Last time I took the rear wheel off was to replace the sprockets, which I'll admit is tricky to do with the wheel in the bike!
And yes, metal tyre levers FTW.


----------



## steveindenmark (9 Oct 2016)

"You may not have a workstand out in the field with you". No sh1t Sherlock.

Lay all the parts out in the correct order. The last time I had a flat was on a muddy country lane, peeing down and blowing a gale.

I wonder if these guys ever get out of the workshop.


----------



## 12boy (9 Oct 2016)

After destroying a tire or two trying to get the last 1/4 of the tire back on the rim and even bending metal levers, I learned from another post to put the area with the valve stem on last. This allows getting the tire on the far side down in the valley between the rims, thereby giving some slack for those last cursed inches. I now can push the damn thing on with my thumbs, although to be honest, if I don't believe it will go on, it won't. Taking 3 nuts off and undoing the Sturmey Archer gear actuator is not a big deal nor is putting it back. I have been intending to adjust the brakes with the adjustor that goes into the brake out, so as to be able to put an inflated tire back, but I haven't gotten around to that yet and probably won't until I replace the pads.


----------



## Cycleops (9 Oct 2016)

There is a maker called 'Fly Cobra' who make a 'linear' tube which may help you lot considerably but to the best of my knowledge they only do them for 20" wheels. Have also seen similarly configured large sizes even down here.


----------



## simongt (9 Oct 2016)

Just watched the video. As my street bike has had a Sturmey 5 speed hub on for several years, the process is virtually identical, so no fears when I have rear puncture on my Brommy - !  BUT, I don't have to remove the selector rod/chain on the 5, but noticed that the presenter screwed down the locknut on the adjuster rod by several millimetres after he reinstalled it. Moving that locknut is something I'm very careful not to do when I disconnect the gear cable, otherwise it will alter the gear setting.  Mmmm - ? !


----------



## dellzeqq (10 Oct 2016)

@TheDoctor has it right - almost. If he'd written 'what's the problem, take it to Brixton Cycles and they'll fix it for a tenner' he'd have been completely right. 
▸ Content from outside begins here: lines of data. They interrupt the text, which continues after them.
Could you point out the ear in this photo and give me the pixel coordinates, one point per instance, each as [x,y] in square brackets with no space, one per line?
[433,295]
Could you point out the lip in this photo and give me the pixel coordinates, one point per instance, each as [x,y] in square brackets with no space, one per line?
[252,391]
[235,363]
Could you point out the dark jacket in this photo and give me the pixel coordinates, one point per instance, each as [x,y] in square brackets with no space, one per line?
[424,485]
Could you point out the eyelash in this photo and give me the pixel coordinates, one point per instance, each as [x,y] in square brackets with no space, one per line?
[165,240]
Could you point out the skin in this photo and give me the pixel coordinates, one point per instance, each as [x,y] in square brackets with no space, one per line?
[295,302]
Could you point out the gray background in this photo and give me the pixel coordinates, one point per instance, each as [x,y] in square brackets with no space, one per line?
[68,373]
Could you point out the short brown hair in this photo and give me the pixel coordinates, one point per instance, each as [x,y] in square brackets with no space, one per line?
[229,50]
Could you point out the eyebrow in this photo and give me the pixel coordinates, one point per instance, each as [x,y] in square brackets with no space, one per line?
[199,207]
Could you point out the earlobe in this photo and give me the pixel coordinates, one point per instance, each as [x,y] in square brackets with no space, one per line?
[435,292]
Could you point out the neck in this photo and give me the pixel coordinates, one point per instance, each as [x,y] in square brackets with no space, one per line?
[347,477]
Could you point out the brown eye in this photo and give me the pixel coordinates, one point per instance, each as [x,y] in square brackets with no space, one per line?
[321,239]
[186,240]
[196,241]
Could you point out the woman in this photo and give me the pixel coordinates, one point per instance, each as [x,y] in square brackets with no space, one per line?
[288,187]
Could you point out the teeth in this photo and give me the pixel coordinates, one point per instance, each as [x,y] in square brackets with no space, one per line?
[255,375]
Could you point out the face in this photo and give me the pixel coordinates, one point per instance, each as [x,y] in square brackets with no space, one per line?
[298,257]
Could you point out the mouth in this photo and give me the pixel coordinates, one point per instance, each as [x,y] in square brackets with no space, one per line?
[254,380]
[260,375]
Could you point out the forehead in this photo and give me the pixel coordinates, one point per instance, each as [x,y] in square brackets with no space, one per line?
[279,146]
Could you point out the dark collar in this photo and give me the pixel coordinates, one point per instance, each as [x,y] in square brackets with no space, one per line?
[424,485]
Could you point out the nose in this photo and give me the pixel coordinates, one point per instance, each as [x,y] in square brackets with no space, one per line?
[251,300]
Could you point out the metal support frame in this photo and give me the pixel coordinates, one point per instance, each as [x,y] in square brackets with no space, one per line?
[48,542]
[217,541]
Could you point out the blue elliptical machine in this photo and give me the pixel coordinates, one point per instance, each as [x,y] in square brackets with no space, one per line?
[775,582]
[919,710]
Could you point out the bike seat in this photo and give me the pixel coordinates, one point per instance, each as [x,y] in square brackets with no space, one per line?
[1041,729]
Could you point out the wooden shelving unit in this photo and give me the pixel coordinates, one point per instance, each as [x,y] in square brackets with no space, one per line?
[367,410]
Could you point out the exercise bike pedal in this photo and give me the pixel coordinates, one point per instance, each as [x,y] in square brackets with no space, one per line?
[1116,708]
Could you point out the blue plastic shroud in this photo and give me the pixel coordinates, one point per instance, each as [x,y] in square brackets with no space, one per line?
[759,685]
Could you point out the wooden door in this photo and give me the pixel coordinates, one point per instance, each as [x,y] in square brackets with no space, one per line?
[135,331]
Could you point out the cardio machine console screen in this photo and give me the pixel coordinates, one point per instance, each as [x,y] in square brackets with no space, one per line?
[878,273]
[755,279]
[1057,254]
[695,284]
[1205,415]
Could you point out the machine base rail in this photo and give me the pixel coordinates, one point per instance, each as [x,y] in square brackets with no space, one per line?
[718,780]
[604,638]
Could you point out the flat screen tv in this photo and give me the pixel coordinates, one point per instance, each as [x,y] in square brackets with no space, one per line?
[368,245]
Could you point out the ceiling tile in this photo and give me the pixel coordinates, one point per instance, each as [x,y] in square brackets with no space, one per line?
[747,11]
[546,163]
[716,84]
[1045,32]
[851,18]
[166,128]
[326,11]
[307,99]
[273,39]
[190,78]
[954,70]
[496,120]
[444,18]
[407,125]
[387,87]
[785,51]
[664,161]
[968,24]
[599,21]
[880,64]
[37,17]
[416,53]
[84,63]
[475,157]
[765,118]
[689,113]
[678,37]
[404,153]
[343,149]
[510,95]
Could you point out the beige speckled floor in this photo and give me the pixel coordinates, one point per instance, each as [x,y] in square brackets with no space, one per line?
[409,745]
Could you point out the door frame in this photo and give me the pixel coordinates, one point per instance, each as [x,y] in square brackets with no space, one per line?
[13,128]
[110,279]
That said..........two punctures (that I can recall) in over eight years. I've suffered far greater inconvenience when the gear change collapsed. Miles from civilization. And it wasn't my gear change. Anybody care to explain?


----------



## jefmcg (10 Oct 2016)

dellzeqq said:


> That said..........two punctures (that I can recall) in over eight years. I've suffered far greater inconvenience when the gear change collapsed. Miles from civilization. And it wasn't my gear change. *Anybody care to explain?*


not me. I can't parse this.


----------



## G3CWI (10 Oct 2016)

jefmcg said:


> Remind me never to buy a Brompton.



Loved the video "in the field you might not have the luxury of a workstand" - classic!


----------



## Dogtrousers (10 Oct 2016)

I carry a can of squirty gloopy stuff and tape my fingers into crossed position before venturing out of bus range on mine.

I have practiced wheel removal and replacement at home. I doubt I can remember any of it, apart from fearing that I was going to have to take it back to the shop and get them to put it back together.


----------



## TheDoctor (11 Oct 2016)

dellzeqq said:


> @TheDoctor has it right - almost. If he'd written 'what's the problem, take it to Brixton Cycles and they'll fix it for a tenner' he'd have been completely right.


This does,of course,open up the tinned annelid scenario that is 'being outside walking distance to Brixton Cycles'.
Walking from Chalet Reynard to, well, anywhere really would have had my happiness meter stuck on 'miffed' if not 'far from gruntled'.


----------